Save the original option on the server
It can be implemented many different ways, but having an access to a backup in case of emergency or needing to migrate is important.
Show EXIF data
I want to see the cameras used. I want to see some badging bonus for folks using open source / ethical image editing software like Darktable or RAWTherapee.

Nice-to-haves

  • A Flickr-like feed where things aren’t limited to squares but can show the complete image albeit scaled down.
  • …if not, give the user the ability to set the object-position / background-position when these photos get cropped for such view. I have images where the subject is cut since I build the composition around such weight. It also would not be that hard as there are 9 possibilities between, top | center | bottom & left | center | right (having a 9 points on a box to click along with an image thumbnail preview to make it more obvious). Or number/ranger sliders for x/y percentages that can also be used by dragging a thumbnail to a specific spot. Or heck, fully expose it allow calc() (tho sanitization would be required). The discover page would have more intent this way.
  • Scale down images that are too big in the feed rather than stretching images that are too small. It looks terrible.

    Solution?
    /* & similar */
    .card-img-top {
    	display: block;
    	object-fit: scale-down;
    	width: auto;
    	max-width: 100%;
    	margin: auto;
    }
  • Let’s see some other image sizes for pixel density. And maybe using alternatives file formats like JPEG XL, AVIF.
  • Read some of these fields from the EXIF data like title, description, & tags.
  • Tag/hashtags overhaul where they’re not a part of the description. It muddies the text to see #me do #this sort #ofthing. If tags are separate, the description would be more legible.

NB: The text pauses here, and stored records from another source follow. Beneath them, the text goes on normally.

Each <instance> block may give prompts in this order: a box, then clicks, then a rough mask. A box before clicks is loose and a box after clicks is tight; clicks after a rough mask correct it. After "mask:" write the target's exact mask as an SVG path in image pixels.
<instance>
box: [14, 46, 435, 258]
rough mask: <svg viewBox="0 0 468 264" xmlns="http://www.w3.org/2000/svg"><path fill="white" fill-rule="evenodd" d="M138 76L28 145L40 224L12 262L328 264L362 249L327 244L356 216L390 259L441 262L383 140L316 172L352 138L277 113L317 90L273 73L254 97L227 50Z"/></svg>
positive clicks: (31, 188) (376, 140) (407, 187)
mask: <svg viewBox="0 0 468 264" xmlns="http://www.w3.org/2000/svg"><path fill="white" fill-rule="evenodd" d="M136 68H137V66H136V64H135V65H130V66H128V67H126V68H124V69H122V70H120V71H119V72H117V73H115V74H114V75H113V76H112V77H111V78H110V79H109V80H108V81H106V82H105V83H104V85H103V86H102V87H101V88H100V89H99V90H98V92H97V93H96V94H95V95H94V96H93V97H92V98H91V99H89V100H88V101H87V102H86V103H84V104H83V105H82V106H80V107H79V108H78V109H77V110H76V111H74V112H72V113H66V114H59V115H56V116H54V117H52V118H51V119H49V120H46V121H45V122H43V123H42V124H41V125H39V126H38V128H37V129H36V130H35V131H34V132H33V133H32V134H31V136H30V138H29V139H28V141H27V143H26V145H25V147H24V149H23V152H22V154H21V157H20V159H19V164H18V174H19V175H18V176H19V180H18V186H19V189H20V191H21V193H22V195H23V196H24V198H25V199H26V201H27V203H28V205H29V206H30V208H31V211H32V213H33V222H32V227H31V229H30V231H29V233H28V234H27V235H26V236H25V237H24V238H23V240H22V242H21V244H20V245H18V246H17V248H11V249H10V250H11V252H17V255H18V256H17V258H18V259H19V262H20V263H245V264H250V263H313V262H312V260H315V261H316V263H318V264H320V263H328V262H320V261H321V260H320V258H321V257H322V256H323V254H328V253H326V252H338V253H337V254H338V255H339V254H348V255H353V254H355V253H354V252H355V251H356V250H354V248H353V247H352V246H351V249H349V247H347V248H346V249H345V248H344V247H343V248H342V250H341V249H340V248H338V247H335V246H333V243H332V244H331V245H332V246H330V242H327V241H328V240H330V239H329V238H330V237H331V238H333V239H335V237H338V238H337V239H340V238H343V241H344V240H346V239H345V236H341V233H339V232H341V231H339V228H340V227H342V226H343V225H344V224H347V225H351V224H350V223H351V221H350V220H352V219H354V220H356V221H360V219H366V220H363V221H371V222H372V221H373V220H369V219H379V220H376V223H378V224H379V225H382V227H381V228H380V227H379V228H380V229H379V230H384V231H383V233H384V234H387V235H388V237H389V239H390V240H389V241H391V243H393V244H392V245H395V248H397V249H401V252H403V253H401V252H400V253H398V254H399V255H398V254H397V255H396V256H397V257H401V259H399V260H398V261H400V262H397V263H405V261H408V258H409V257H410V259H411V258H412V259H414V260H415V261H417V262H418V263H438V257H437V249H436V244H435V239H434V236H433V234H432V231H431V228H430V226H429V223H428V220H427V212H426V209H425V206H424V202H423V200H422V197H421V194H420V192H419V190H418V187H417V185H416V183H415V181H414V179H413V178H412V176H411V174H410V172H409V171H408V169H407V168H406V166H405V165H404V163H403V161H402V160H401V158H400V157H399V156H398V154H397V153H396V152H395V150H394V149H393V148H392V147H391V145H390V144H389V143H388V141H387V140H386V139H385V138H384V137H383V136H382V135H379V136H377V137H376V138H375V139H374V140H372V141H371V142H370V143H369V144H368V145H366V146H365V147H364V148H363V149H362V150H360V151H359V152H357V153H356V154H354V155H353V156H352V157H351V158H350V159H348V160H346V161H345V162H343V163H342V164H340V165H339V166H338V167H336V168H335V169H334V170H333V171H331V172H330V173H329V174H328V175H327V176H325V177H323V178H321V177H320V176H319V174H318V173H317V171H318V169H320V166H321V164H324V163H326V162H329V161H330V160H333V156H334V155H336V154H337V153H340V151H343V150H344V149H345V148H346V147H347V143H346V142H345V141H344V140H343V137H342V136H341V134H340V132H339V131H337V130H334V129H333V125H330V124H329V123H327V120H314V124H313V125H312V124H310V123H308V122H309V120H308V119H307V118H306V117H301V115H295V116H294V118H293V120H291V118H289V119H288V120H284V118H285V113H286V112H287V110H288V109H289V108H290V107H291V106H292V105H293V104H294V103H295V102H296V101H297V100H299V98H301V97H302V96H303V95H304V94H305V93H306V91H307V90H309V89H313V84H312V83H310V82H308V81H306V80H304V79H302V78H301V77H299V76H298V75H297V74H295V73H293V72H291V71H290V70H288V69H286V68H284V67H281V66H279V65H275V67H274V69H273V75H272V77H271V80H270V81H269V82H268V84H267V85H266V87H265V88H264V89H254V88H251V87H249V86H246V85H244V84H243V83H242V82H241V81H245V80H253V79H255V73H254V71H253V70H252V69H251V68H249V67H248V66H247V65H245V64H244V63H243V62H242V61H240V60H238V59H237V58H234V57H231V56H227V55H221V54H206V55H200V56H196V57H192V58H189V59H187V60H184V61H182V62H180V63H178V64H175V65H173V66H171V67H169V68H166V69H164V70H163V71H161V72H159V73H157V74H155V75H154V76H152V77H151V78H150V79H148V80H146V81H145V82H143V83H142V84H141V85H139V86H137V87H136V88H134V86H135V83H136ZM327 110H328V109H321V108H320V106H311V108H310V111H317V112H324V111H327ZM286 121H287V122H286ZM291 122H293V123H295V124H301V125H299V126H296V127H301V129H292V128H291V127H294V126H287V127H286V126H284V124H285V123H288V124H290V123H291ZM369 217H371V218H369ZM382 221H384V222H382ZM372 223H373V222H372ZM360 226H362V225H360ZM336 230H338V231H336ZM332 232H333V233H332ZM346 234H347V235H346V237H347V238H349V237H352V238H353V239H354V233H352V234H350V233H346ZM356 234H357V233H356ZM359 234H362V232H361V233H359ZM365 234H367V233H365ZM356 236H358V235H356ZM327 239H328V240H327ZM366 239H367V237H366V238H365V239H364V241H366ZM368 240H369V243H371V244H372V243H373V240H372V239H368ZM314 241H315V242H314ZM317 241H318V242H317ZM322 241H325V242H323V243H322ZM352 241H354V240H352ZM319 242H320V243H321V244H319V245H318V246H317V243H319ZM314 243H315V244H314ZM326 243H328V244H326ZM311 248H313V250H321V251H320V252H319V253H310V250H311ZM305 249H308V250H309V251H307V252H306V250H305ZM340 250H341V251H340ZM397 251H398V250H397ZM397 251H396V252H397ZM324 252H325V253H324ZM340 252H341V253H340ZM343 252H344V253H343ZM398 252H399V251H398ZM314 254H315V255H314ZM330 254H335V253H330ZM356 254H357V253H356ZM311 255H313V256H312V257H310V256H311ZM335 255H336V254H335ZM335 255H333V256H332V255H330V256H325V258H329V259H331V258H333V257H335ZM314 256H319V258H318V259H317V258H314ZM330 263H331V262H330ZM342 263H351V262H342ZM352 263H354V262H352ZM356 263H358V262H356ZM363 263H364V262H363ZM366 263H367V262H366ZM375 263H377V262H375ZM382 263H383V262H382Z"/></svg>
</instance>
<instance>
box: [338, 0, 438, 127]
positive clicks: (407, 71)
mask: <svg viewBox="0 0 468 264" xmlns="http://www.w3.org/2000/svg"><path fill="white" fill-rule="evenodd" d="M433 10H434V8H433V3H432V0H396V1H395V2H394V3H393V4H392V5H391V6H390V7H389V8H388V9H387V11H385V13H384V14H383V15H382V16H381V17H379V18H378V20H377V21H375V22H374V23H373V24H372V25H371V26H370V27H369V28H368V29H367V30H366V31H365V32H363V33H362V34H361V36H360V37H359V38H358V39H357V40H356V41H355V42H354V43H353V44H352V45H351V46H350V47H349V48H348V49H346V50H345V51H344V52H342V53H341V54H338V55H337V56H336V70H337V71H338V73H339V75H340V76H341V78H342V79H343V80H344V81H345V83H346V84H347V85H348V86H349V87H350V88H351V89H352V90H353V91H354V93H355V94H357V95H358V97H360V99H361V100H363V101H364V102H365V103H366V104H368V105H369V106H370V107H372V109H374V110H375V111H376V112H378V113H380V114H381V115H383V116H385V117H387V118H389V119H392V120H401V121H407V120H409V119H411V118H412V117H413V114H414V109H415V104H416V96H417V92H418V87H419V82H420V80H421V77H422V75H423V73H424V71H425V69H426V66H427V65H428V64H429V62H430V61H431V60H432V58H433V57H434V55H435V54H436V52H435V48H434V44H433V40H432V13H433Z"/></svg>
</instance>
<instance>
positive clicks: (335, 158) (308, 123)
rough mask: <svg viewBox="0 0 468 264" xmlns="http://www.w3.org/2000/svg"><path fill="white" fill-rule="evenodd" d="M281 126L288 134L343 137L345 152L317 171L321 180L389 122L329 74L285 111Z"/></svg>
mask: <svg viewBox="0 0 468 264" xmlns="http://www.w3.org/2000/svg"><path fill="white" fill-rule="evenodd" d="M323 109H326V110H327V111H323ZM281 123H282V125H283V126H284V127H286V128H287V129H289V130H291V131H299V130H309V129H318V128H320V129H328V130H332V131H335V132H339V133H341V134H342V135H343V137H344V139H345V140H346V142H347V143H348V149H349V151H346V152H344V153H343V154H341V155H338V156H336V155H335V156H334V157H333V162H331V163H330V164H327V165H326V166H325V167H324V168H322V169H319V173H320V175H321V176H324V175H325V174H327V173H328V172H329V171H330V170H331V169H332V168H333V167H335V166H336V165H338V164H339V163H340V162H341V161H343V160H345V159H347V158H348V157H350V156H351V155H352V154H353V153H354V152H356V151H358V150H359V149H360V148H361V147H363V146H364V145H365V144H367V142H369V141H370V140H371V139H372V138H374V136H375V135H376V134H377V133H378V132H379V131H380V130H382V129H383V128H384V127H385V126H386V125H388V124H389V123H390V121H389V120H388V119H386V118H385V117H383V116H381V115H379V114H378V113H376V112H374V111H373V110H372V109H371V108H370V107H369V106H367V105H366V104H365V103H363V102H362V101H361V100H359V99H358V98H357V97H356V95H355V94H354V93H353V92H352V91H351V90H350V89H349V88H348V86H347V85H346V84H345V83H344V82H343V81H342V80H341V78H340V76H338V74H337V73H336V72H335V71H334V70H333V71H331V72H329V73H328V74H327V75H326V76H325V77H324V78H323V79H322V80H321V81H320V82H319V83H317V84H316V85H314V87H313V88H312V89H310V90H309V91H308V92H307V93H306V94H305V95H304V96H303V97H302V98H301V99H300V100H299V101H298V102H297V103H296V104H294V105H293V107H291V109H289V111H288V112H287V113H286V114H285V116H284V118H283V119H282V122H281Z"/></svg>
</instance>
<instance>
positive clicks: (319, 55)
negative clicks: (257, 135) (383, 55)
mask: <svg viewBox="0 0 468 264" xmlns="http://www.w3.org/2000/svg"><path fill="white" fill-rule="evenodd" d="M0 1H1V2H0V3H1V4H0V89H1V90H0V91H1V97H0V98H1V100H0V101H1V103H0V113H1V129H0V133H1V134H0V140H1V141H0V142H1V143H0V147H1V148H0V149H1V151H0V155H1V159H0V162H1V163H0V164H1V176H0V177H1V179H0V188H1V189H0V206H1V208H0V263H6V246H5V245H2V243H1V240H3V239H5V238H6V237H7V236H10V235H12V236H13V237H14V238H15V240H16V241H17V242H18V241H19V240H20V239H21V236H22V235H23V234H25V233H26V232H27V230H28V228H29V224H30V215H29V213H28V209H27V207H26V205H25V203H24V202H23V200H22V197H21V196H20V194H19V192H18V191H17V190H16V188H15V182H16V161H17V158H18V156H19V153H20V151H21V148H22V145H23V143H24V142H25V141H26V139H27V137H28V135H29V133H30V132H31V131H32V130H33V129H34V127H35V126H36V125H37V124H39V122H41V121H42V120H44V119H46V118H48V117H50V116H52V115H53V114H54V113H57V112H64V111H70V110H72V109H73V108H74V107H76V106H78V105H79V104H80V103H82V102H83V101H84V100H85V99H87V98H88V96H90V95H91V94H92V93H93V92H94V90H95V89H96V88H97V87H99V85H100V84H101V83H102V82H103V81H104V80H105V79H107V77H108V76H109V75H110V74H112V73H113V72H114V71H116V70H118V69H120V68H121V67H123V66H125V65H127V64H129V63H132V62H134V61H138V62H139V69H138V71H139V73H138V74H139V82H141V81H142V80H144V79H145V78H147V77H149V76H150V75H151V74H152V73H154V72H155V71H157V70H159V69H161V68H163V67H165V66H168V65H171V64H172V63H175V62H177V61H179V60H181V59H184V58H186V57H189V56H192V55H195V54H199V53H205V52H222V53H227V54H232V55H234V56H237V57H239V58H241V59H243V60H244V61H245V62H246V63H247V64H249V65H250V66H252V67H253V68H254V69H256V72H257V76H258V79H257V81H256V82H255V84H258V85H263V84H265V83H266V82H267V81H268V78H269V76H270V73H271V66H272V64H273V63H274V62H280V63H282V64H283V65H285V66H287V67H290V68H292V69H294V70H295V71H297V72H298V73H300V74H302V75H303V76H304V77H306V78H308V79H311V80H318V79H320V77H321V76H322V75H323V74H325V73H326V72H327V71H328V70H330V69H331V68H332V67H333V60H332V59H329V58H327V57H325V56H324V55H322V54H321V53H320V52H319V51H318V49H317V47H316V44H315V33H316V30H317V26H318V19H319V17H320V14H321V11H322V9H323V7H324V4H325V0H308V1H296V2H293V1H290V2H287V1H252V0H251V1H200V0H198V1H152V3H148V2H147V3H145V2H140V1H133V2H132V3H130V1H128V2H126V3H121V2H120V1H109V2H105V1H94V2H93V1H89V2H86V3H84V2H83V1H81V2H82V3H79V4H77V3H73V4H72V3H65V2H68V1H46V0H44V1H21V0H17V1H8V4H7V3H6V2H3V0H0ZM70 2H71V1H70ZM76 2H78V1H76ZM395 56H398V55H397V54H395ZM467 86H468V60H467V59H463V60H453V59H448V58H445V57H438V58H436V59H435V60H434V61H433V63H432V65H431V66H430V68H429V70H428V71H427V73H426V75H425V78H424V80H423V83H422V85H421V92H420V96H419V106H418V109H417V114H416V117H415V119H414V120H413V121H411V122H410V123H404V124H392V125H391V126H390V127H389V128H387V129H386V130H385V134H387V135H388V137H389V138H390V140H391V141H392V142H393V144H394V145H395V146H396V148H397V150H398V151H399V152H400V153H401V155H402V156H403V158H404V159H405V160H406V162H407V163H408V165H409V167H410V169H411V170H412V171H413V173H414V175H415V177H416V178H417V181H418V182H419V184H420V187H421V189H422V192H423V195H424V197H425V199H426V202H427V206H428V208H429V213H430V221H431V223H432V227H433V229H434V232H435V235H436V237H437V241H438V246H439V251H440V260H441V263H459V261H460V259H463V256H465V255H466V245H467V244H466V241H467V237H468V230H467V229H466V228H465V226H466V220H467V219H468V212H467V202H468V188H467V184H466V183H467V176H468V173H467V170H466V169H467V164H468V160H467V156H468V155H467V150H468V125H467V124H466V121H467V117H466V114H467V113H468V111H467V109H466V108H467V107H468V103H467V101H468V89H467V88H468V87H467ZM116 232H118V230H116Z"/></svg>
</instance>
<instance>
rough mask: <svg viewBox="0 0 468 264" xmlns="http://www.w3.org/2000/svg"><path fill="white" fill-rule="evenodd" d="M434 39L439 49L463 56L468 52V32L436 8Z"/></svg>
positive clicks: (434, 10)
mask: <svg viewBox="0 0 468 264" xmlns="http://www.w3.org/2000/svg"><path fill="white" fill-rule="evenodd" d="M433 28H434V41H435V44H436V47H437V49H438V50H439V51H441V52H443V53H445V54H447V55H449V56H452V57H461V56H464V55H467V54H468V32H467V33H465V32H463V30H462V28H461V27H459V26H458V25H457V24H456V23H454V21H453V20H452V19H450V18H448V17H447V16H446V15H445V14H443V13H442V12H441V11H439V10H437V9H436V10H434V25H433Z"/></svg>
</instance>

Append the tags as hashtags at the end of the description for the greater Fediverse tho.
  • Groups?: I mean you could create a collective on a instance or just follow the right folks… Altho this would likely be better solved using a different ActivityPub platform & associating the Pixelfed account.
/assets/images/flickr/44274421271.jpg
He Rings the Bell

What to do now?

Well, I should probably suck it up & contribute to Pixelfed instead of gripe (which would be a good New Year’s Resolution in contributing to open source). It seems the changes I want would likely be flags for the admin or env which means touching back-end code and PHP. Unless someone out there has an itch to write a back-end for a Flickr alternative?

With some comments about Pixelfed’s paradigm, maybe something different is actually more warranted. It seems there is a regular struggle between those that envision a photo enthusiest UI & those that do not. The main issue is that Pixelfed is by far the most polished & ready to use now.